Edit: about to open a case

TonioRoffo · Post by **TonioRoffo** » Apr 19, 2023 9:29 am this post

Opened a case #06018563

TheJourney · Post by **TheJourney** » Apr 19, 2023 2:52 pm this post

Same issue, using Wasabi as well. Guess ill open a Ticket...

Apr 21, 2023 3:38 pm

Same issue, but using Cloudian storage. I'll be opening a ticket as soon as I'm allowed to do so by Veeam, but in the meantime, watching this thread like a hawk...

jshapiro · May 02, 2023 2:01 pm

The Veeam engineer gave me some regedits to apply to the Veeam server to optimize for Wasabi. I applied these, and offload jobs seemed to run better for a few weeks. They are once again getting stuck at 99% for days and getting stacked up. I just opened another ticket. Here's the regedits I had applied:

New-ItemProperty -Path 'HKLM:\SOFTWARE\Veeam\Veeam Backup and Replication\' -Name 'S3ConcurrentTaskLimit' -Value "10" -PropertyType DWORD -Force

New-ItemProperty -Path 'HKLM:\SOFTWARE\Veeam\Veeam Backup and Replication\' -Name 'S3RequestTimeoutSec' -Value "900" -PropertyType DWORD -Force

New-ItemProperty -Path 'HKLM:\SOFTWARE\Veeam\Veeam Backup and Replication\' -Name 'S3RequestRetryTotalTimeoutSec' -Value "9000" -PropertyType DWORD -Force

Post by **DeanCTS** » May 03, 2023 1:16 pm this post

jshapiro wrote: ↑Apr 03, 2023 4:59 pm Seemed to be better for a couple of days, but now I have some offload jobs stuck at 99% again. I updated the ticket notes.

How is it looking like now that you've applied regedit optimizations for the backup service to Wasabi? Any major improvements?

thebdur · Post by **thebdur** » May 12, 2023 1:49 pm this post

I'm having this same issue. Applied the same registry keys and the offloading does go through eventually, but they take an abnormally long time. The upload of the data will take 5-15 minutes, then it will set at 99% for all VMs for an hour or more.

RonanD · Post by **RonanD** » May 17, 2023 11:38 am this post

I think your job stay block on "cleaning"

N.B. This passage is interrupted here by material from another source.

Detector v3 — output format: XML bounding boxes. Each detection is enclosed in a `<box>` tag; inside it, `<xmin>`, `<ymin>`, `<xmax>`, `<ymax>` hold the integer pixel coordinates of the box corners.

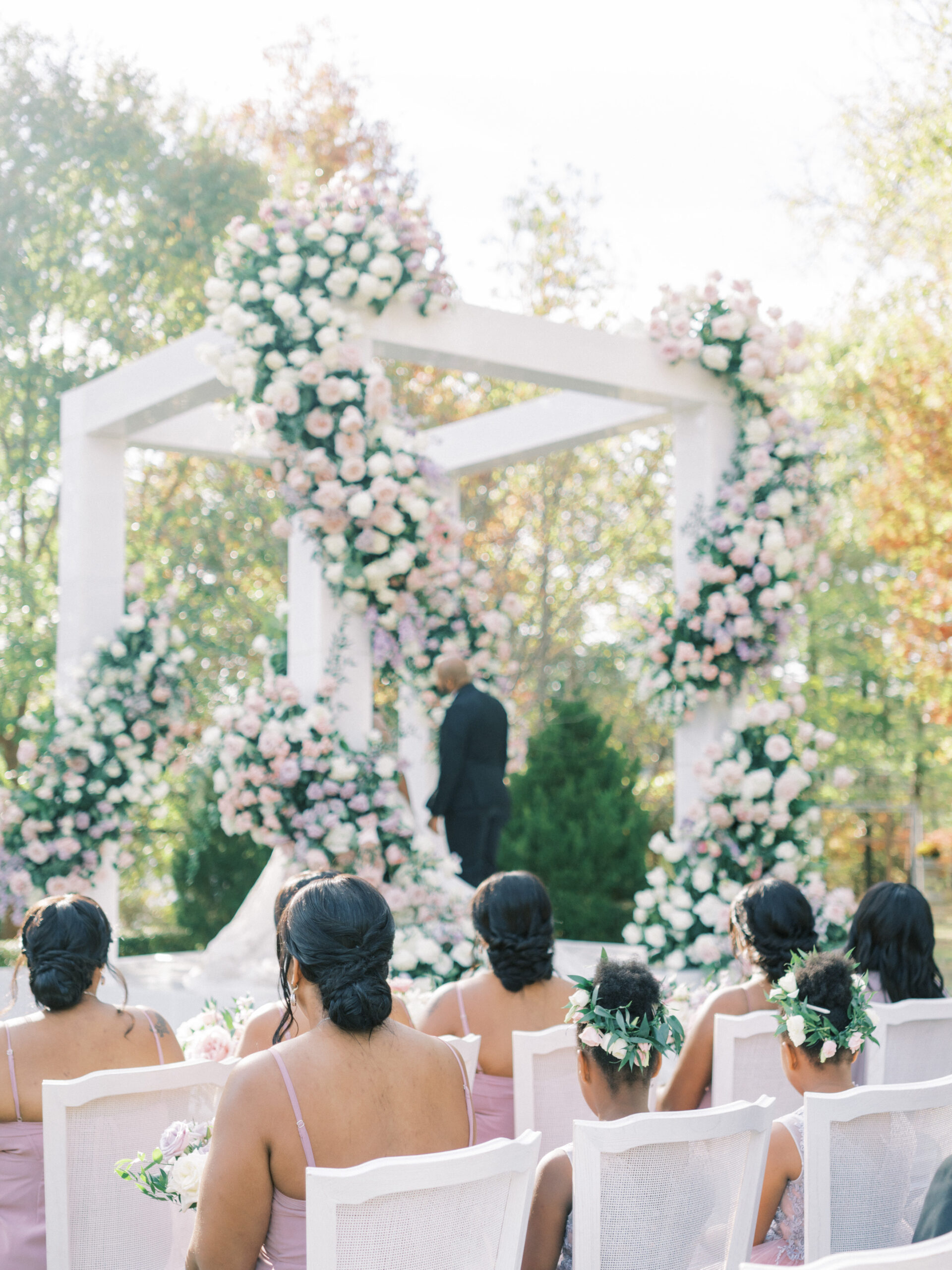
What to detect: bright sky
<box><xmin>13</xmin><ymin>0</ymin><xmax>898</xmax><ymax>321</ymax></box>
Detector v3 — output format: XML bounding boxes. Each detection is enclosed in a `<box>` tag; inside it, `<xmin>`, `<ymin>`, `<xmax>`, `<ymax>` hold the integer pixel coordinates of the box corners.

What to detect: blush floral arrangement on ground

i have had the same problem, solved on this case Case #04958240

[HKEY_LOCAL_MACHINE\SOFTWARE\Veeam\Veeam Backup and Replication]
"StgIndexCleanupTaskSize"=hex(b):00,28,00,00,00,00,00,00
"StgIndexEnableCache"=dword:00000001
"StgIndexUploadTaskSize"=hex(b):00,28,00,00,00,00,00,00

StgIndexCleanupTaskSize : 2800
StgIndexEnableCache : 1
StgIndexUploadTaskSize : 2800

You need more RAM and can double the value for increase the process

jshapiro · Post by **jshapiro** » May 22, 2023 12:41 pm this post

I stripped out 1 of the 3 registry tweaks the original Veeam engineer provided for Wasabi S3 storage. The one I stripped limited S3 Concurrent Task Limit to 10. This caused offloading to run way too slowly. Not enough offload threads running. I opened another support ticket with Veeam to complain that offload jobs were back to getting stuck at 99%. The job would get stuck with specific VM's within the backup job getting stuck deleting checkpoints. At this stage, it could take days for some of them to process, and there wasn't a lot of visual feedback anything is happening. Anyway, the solution was to update Veeam to 12.0.0.1420_20230412. This update includes a number of fixes including jobs taking a long time to delete checkpoints. With the S3 Concurrent Task Limit tweak removed, and with the update, things have been good.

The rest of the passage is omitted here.